Today is full of commemorations of massive murder, but the IA had more urgent questions. “He taught you bar chords? Those are hard! Jacob still refuses to even try them.” Jacob is Ben’s friend. Ben, eldest son, Itinerant Artist, was having his long-distance chance to hear how the Old Dog Year is going. He’d only been back down from the Arctic for a week or two, no Internet connection yet but the phone works. He’s a gentle pile of bones, but the IA did had some strings to pick with what the Teen Vegan Punk-rock Intellectual (his bro) had chosen to start me up with.

The IA is a musician and a sometime guitar teacher – and he’ll go back to his music degree sometime, too, I’m sure – so he has a little stronger background than the TVPI. (But I can learn from anybody.

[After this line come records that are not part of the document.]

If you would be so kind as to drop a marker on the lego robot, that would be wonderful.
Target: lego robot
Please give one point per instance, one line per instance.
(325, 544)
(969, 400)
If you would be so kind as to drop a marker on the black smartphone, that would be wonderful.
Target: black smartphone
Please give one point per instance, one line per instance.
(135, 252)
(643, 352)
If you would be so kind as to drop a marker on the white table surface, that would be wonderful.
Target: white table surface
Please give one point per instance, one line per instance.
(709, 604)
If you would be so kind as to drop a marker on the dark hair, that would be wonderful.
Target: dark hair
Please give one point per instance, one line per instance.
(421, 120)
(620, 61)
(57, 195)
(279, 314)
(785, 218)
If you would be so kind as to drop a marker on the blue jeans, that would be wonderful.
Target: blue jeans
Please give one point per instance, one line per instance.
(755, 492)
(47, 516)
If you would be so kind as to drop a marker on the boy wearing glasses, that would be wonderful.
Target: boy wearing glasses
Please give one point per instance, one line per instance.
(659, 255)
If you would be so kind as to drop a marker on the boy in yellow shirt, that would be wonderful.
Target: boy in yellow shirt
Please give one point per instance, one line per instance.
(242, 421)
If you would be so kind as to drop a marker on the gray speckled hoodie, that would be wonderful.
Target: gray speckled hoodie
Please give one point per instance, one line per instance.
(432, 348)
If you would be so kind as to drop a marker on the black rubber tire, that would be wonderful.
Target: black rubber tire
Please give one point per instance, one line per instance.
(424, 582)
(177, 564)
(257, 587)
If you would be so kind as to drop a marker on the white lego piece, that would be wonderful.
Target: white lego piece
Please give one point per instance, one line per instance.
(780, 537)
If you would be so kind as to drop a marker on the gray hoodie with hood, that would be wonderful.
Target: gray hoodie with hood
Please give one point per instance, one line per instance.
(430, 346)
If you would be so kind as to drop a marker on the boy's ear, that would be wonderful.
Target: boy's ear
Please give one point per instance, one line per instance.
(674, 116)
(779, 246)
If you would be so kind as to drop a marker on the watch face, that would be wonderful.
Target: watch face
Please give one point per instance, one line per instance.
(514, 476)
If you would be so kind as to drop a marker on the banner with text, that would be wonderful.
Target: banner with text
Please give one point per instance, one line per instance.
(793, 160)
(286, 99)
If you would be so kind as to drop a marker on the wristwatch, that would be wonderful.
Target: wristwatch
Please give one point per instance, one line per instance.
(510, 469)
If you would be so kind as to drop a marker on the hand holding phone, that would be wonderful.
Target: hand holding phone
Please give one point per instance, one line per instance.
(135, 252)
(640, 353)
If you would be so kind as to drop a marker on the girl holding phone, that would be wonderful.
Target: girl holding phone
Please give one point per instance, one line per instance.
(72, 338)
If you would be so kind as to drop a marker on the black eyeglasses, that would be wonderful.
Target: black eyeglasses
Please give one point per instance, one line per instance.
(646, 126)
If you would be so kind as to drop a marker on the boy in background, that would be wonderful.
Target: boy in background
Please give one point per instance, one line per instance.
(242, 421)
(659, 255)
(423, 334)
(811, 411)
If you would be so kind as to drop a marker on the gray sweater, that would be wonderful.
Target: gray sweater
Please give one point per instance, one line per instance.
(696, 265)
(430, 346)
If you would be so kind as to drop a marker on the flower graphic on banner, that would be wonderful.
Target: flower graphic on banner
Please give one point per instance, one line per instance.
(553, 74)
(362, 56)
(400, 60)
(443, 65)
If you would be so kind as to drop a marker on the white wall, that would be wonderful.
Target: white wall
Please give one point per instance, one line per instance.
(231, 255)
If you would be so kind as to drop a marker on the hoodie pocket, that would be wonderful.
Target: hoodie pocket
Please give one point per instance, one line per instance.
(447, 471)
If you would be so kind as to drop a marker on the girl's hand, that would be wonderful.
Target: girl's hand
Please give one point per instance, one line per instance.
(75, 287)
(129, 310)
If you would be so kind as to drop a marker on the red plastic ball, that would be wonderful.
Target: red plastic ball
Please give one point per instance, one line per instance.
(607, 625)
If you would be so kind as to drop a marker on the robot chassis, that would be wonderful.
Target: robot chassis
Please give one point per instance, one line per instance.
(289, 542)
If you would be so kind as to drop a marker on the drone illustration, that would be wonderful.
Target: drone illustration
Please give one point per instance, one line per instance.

At any distance.) He had praise for my efforts, including a truly catastrophic attempt to play the blues over the phone without a warmup. (I haven’t played it that badly in at least a week). 

“You’ve played every day on a broke-neck garbage guitar? For how long? That’s a victory right there!” Thanks, IA. And you’re right about another thing, too: an experienced, face-to-face teacher might not be a bad investment. One wandering phone call brought encouragement, a promise of emailed chord diagrams to expand my repertoire, and also inspired a pretty satisfying guitar workout. So maybe feedback helps. So maybe I do need more regular and immediate instruction. But hiring a teacher? Well! That does seem like rather a public commitment, don’t you think?